The practice of meeting a government's budget gap by borrowing or, in the narrower Indian sense, by the central bank creating new money, rather than by raising taxes or cutting spending.
- In Indian usage, deficit financing traditionally meant the government borrowing from the RBI, effectively printing money to cover the deficit.
- This can be inflationary, because new money is injected without a matching rise in output; see concept inflation.
- The automatic monetisation of deficits through ad hoc Treasury Bills was phased out in India after 1997, when the system shifted to market borrowing under the Ways and Means Advances arrangement.
- Today the fiscal deficit is financed mainly by borrowing from the market through government securities; see concept fiscal deficit and concept government securities.
- Heavy deficit financing can lead to crowding out and a rising debt burden; see concept crowding out effect.
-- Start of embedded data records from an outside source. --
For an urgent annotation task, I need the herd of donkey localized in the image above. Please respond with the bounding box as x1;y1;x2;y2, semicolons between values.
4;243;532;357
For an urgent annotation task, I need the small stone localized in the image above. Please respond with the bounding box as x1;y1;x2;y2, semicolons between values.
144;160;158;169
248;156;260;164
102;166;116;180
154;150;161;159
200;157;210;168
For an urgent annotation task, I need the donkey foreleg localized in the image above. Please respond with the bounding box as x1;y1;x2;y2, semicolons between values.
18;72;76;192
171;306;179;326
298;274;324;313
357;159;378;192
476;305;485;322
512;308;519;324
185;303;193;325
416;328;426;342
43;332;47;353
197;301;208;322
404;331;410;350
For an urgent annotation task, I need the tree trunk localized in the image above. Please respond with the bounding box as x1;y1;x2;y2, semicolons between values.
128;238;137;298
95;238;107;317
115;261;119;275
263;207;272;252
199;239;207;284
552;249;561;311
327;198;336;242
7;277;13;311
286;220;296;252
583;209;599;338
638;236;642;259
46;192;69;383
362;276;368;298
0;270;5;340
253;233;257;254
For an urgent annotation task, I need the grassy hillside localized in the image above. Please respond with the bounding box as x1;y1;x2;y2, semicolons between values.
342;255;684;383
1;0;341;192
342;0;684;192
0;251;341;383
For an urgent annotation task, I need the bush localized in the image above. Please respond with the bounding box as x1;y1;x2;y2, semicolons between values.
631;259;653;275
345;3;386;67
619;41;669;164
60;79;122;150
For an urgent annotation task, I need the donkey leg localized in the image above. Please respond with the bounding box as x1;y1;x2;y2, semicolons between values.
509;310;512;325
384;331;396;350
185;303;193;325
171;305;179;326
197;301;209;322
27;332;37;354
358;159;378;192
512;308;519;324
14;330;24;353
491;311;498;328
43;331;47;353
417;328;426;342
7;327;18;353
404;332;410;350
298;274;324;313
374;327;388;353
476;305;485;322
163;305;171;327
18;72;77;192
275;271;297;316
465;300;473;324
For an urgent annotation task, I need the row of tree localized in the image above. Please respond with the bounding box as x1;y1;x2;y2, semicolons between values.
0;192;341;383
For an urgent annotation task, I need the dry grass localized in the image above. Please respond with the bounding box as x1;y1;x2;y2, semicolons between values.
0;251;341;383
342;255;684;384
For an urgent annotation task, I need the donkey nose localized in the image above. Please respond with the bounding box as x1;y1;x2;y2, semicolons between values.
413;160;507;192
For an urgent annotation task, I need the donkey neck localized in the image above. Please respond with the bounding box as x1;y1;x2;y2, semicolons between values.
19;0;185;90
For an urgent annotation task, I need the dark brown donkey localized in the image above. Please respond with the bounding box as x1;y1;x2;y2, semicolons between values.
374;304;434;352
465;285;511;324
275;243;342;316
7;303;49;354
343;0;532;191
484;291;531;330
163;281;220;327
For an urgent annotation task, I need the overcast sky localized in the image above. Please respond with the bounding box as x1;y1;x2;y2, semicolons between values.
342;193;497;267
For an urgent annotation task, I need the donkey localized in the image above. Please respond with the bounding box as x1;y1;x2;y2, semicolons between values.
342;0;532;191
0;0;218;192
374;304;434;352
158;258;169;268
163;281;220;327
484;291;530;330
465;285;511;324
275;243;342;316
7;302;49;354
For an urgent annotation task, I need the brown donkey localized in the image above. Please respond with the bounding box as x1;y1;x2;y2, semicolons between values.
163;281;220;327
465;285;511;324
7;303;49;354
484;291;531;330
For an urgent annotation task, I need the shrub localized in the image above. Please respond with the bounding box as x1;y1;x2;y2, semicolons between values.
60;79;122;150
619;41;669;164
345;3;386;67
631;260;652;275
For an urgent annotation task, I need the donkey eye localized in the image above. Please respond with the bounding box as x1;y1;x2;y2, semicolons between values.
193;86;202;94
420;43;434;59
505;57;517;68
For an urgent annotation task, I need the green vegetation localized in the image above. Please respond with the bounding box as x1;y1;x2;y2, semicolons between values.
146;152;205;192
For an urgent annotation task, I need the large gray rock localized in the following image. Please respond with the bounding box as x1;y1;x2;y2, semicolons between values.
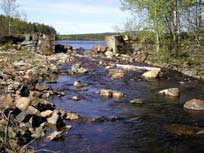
73;80;85;88
47;131;64;141
40;110;53;118
66;112;80;120
71;63;88;74
47;110;65;127
184;99;204;111
16;112;28;122
142;68;161;79
47;111;59;125
158;88;180;97
99;89;124;99
26;106;41;116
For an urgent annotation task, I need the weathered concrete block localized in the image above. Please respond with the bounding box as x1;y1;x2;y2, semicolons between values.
105;35;126;54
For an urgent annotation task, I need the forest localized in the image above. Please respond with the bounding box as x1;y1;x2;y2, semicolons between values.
0;15;57;36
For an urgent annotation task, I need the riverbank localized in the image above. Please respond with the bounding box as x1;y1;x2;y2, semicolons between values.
0;49;74;152
135;44;204;80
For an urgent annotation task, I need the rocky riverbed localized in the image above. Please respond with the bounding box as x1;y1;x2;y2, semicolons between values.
0;49;75;152
0;48;204;153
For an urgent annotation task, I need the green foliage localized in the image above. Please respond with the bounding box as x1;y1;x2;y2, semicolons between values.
19;49;32;56
31;60;38;66
1;41;12;50
0;15;57;36
41;48;52;55
138;31;155;44
121;0;204;52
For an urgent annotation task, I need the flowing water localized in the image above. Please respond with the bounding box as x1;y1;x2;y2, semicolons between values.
32;41;204;153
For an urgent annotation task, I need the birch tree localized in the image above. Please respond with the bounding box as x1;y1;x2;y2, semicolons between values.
0;0;19;35
121;0;165;52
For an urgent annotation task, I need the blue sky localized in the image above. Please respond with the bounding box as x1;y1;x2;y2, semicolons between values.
10;0;130;34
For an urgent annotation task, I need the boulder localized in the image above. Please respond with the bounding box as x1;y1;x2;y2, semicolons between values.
26;106;41;116
99;89;124;99
108;69;125;79
19;85;30;97
35;83;49;91
105;51;114;58
197;129;204;135
99;89;112;97
47;111;59;125
40;110;53;118
184;99;204;111
16;112;28;123
72;96;80;101
47;111;65;127
114;64;137;71
73;80;83;88
71;63;88;74
66;112;80;120
47;131;64;141
41;92;50;99
91;45;107;53
112;91;124;99
55;44;67;53
15;97;30;111
130;99;143;104
142;68;161;79
158;88;180;97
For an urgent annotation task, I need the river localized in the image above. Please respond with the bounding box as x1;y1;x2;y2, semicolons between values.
32;40;204;153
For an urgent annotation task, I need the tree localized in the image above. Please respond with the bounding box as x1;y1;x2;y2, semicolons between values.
120;0;166;52
120;0;204;48
0;0;19;35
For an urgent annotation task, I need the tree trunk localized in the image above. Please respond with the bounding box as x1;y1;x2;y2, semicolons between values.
8;16;11;35
187;5;191;32
195;0;198;27
198;0;202;28
173;0;178;42
154;6;160;52
156;31;160;52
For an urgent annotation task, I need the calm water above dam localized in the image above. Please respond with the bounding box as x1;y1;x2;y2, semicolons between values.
55;40;105;50
32;41;204;153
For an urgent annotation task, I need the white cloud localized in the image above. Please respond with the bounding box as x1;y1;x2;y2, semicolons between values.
16;0;129;34
49;21;120;34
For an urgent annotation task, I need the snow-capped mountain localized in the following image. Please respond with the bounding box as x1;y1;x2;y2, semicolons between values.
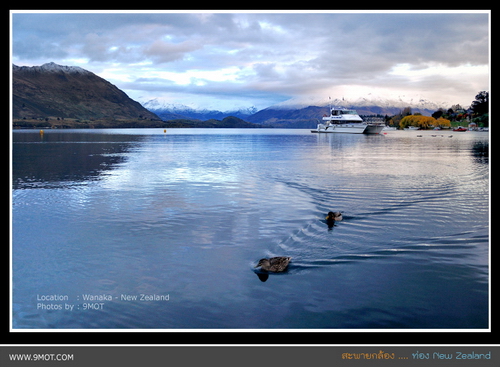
271;94;450;113
142;99;193;113
142;98;258;121
14;62;91;75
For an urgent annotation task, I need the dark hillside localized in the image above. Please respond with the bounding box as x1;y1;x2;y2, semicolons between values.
13;62;160;122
The definition, the inflationary risk, and the 1997 phasing out of automatic monetisation (ad hoc Treasury Bills) are testable fiscal-policy facts.
Deficit financing in the narrow Indian sense meant the RBI creating money for the government (now ended); broadly it means filling the budget gap by borrowing, mainly from the market today.
Filling the budget gap by borrowing or money creation; RBI monetisation via ad hoc Treasury Bills ended in 1997, replaced by market borrowing.